Between 2010 and 2020, the median (IQR) travel time among rural patients increased from 43 (20-72) to 48 (25-79) minutes for low-risk procedures and 64 (43-99) to 69 (47-107) minutes for high-risk procedures (both P < .001) (Table 2). The median (IQR) travel time for nonrural patients increased from 20 (13-31) to 22 (14-34) minutes for low-risk procedures and 23 (15-38) to 26 (16-42) minutes for high-risk procedures (both P < .001). The differences in travel times between rural and nonrural admissions for low-risk procedures were 23 minutes in 2010 and 26 minutes in 2020 (P < .001); for high-risk procedures, the differences were 41 minutes in 2010 and 43 minutes in 2020 (P < .001).

Discussion

The percentage of rural patients traveling more than 60 minutes to obtain surgical care significantly increased between 2010 and 2020 for both low- and high-risk operations. Additionally, increases in median travel time for rural patients outpaced changes for nonrural patients. These findings suggest a persistent and growing disparity in travel for rural patients undergoing surgical procedures. Contributing factors likely include ongoing rural hospital closures, workforce shortages, and rural patients bypassing local facilities to obtain care elsewhere.5,6 Solutions include preserving access locally for some procedures (eg, low-risk operations) and ensuring support for travel as well as transport and transfer for procedures that are increasingly centralized (eg, high-risk operations).

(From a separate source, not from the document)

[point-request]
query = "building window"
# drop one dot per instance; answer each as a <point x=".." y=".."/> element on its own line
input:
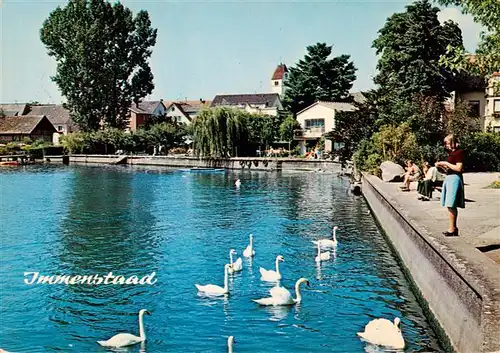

Study limitations include that an administrative claims database of patients 65 years and older was used. Additionally, the study period was from 2010 through 2020 based on data availability. However, this sample was geographically generalizable across the US, included fee-for-service and Medicare Advantage beneficiaries, encompassed a broad range of procedures, and assessed the entire 2010 decade, when many changes in the health care and payer environments occurred. The study was limited to 16 procedures and travel times were estimates due to the limited granularity of Medicare claims data.